On Mon, Oct 25, 2010 at 1:38 PM, Dan Burnett <dburnett@voxeo.com> wrote:
> +1
> On Oct 22, 2010, at 2:57 PM, Michael Bodell wrote:
>
>> I agree that SRGS, SISR, EMMA, and SSML seems like the obvious W3C
>> standard formats that we should use.
>>
>> -----Original Message-----
>> From: public-xg-htmlspeech-request@w3.org
>> [mailto:public-xg-htmlspeech-request@w3.org] On Behalf Of Deborah Dahl
>> Sent: Friday, October 22, 2010 6:39 AM
>> To: 'Bjorn Bringert'; 'Dan Burnett'
>> Cc: public-xg-htmlspeech@w3.org
>> Subject: RE: R27. Grammars, TTS, media composition, and recognition
>> results should all use standard formats
>>
>> For recognition results, EMMA http://www.w3.org/TR/2009/REC-emma-20090210/
>> is a much more recent and more complete standard than NLSML. EMMA has a very
>> rich set of capabilities, but most of them are optional, so that using it
>> doesn't have to be complex. Quite a few recognizers support it.
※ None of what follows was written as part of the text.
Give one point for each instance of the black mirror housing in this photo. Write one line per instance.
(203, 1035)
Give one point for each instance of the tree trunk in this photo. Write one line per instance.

I think one
>> of the most valuable aspects of EMMA is that as applications eventually
>> start finding that they need more and more information about the recognition
>> result, much of that more advanced information has already been worked out
>> and standardized in EMMA.
>>
>>> -----Original Message-----
>>> From: public-xg-htmlspeech-request@w3.org
>>> [mailto:public-xg-htmlspeech- request@w3.org] On Behalf Of Bjorn
>>> Bringert
>>> Sent: Friday, October 22, 2010 7:01 AM
>>> To: Dan Burnett
>>> Cc: public-xg-htmlspeech@w3.org
>>> Subject: Re: R27. Grammars, TTS, media composition, and recognition
>>> results should all use standard formats
>>>
>>> For grammars, SRGS + SISR seems like the obvious choice.
>>>
>>> For TTS, SSML seems like the obvious choice.
>>>
>>> I'm not exactly what is meant by media composition here. Is it using
>>> TTS output together with other media? Is there a use case for this?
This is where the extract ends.